More Leaks For NVIDIA’s RTX 50 “Blackwell” GPUs Surrounding Its Memory Configurations

Low Boon Shen
2 Min Read
More Leaks For NVIDIA’s RTX 50 “Blackwell” GPUs Surrounding Its Memory Configurations

More Leaks For NVIDIA’s RTX 50 “Blackwell” GPUs Surrounding Its Memory Configurations

More Leaks For NVIDIA RTX 50

Earlier this week, we reported that leaker @kopite7kimi claimed the memory configuration for NVIDIA RTX 50 “Blackwell” GPUs is “not much different” from its predecessors, the RTX 40 series.

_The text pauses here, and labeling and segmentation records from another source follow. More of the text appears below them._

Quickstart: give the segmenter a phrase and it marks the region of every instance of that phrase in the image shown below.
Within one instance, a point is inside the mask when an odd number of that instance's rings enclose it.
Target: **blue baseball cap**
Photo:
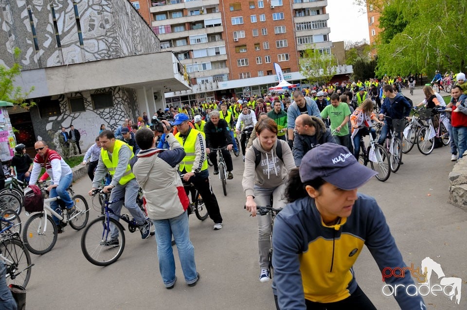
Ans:
[[[330,143],[318,145],[305,154],[299,172],[303,183],[321,177],[345,190],[360,187],[377,174],[357,161],[345,146]]]
[[[174,120],[174,125],[180,125],[184,121],[189,121],[190,119],[185,113],[179,113],[175,116],[175,119]]]

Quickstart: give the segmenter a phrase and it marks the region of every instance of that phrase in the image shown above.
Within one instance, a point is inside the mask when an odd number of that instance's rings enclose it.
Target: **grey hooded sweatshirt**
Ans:
[[[282,160],[276,155],[277,143],[282,145]],[[277,187],[285,182],[290,170],[295,168],[292,151],[285,141],[277,139],[269,152],[263,149],[259,139],[255,139],[253,141],[253,146],[259,151],[261,159],[258,166],[255,168],[254,150],[252,147],[247,150],[242,181],[246,196],[254,196],[253,190],[254,186],[267,189]]]

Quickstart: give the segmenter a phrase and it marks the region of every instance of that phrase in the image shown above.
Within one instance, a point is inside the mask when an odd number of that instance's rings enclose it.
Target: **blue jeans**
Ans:
[[[179,251],[179,258],[185,281],[187,284],[196,282],[198,278],[195,263],[195,248],[190,241],[186,211],[171,219],[152,220],[152,223],[156,229],[159,271],[164,285],[169,287],[175,283],[175,259],[172,248],[172,235]]]
[[[67,189],[72,184],[72,181],[73,173],[70,173],[61,177],[60,181],[58,181],[58,186],[51,190],[49,197],[53,198],[58,196],[65,203],[65,206],[67,209],[73,207],[73,201],[72,200],[72,198],[70,197],[68,192],[67,191]],[[56,200],[50,202],[50,207],[53,210],[55,210],[57,213],[61,213],[60,211],[60,207],[58,206],[58,203]],[[57,209],[58,209],[58,210],[57,210]],[[57,225],[60,224],[60,221],[58,220],[58,219],[54,215],[52,216],[52,217],[54,218],[54,221],[55,221],[55,224]]]
[[[467,127],[453,127],[452,138],[459,151],[459,158],[462,158],[467,150]]]
[[[125,196],[125,207],[128,209],[131,216],[136,221],[136,223],[139,225],[143,225],[146,221],[146,216],[136,203],[136,198],[138,197],[138,191],[139,189],[140,186],[136,182],[136,179],[131,180],[125,185],[118,184],[112,189],[109,200],[111,201]],[[111,218],[120,221],[118,216],[120,215],[123,203],[124,201],[120,200],[110,205],[110,208],[115,212],[115,214],[110,214]],[[110,237],[112,238],[118,237],[118,230],[113,224],[110,227]]]

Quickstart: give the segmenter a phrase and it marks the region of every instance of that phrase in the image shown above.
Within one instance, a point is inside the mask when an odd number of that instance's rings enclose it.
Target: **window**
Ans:
[[[284,19],[284,13],[272,13],[272,20],[279,20],[279,19]]]
[[[183,17],[183,14],[181,12],[173,12],[172,13],[172,18],[176,18],[179,17]]]
[[[277,27],[274,27],[274,33],[275,33],[276,34],[278,34],[286,33],[286,26],[278,26]]]
[[[69,98],[68,102],[70,103],[70,110],[72,113],[86,110],[84,106],[84,99],[82,97]]]
[[[244,38],[245,37],[245,31],[240,30],[240,31],[234,31],[234,39],[238,39],[240,38]]]
[[[238,67],[245,67],[248,66],[248,58],[241,58],[237,60],[237,66]]]
[[[287,45],[287,40],[278,40],[276,41],[276,47],[278,49],[287,46],[288,46]]]
[[[243,17],[240,16],[238,17],[233,17],[232,25],[240,25],[243,23]]]
[[[235,52],[236,53],[245,53],[247,52],[247,46],[240,45],[240,46],[235,47]]]
[[[94,109],[105,109],[113,106],[113,100],[112,99],[112,93],[102,94],[92,94],[91,100],[94,103]]]

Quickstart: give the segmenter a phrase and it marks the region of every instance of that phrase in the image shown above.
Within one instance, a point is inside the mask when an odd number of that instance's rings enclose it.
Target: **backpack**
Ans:
[[[253,149],[253,151],[254,151],[254,168],[256,168],[258,167],[258,165],[259,165],[259,163],[261,161],[261,152],[259,151],[259,150],[254,147],[253,145],[251,145],[251,148]],[[277,155],[277,157],[279,157],[279,159],[281,160],[281,161],[284,163],[284,160],[282,159],[282,144],[281,143],[278,139],[277,141],[277,146],[276,147],[276,155]]]
[[[44,210],[44,195],[39,187],[30,185],[24,189],[23,204],[27,212],[41,212]]]

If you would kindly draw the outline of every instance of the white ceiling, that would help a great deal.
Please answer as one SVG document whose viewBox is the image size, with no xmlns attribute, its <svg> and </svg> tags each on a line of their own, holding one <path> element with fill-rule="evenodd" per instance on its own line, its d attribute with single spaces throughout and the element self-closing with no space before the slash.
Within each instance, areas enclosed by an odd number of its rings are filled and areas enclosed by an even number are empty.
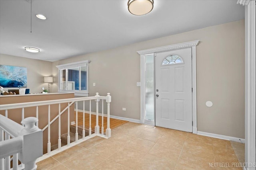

Shortly after, various rounds of leaks came out and we are beginning to get a clearer picture of what the memory configuration may eventually look like.

Videocardz reported that the leaker has changed their tone, and is once again claiming that 512-bit memory is a possibility. As for why this is the case, the outlet theorizes that Team Green may be currently exploring all combinations, hence the conflicting information. On top of that, the leaker has said that Blackwell GPUs will be using 28Gbps GDDR7 modules, providing a bandwidth boost over current GDDR6(X) modules that maxes out at 24Gbps.

More Leaks For NVIDIA's RTX 50 "Blackwell" GPUs Surrounding Its Memory Configurations - 18

In the second round of leaks, @kopite7kimi claimed that the 512-bit bus will be used exclusively for the top GB202 silicon (likely reserved for the flagship RTX 5090), but everything below that will largely stay the same. The leaker has also alleged that GB203 (likely RTX 5080) will use a more pedestrian 256-bit bus (and CUDA cores cut in half), whereas GB204 (likely RTX 5070) will be running on a 192-bit bus.

The huge gap between GB202 and GB203 corroborates with one of the earliest leaks of Blackwell architecture, which claimed that the RTX 50 series will feature the “biggest performance leap in NVIDIA’s history”. In any case, NVIDIA may reveal the Blackwell architecture for the datacenter market in the coming GTC 2024, which will be the first in-person GTC since 2019.

Pokdepinion: I have a feeling that NVIDIA is going to boast all the big numbers exclusive to the flagship Blackwell GPU while the rest end up getting incremental upgrades. It’s not reassuring, at least.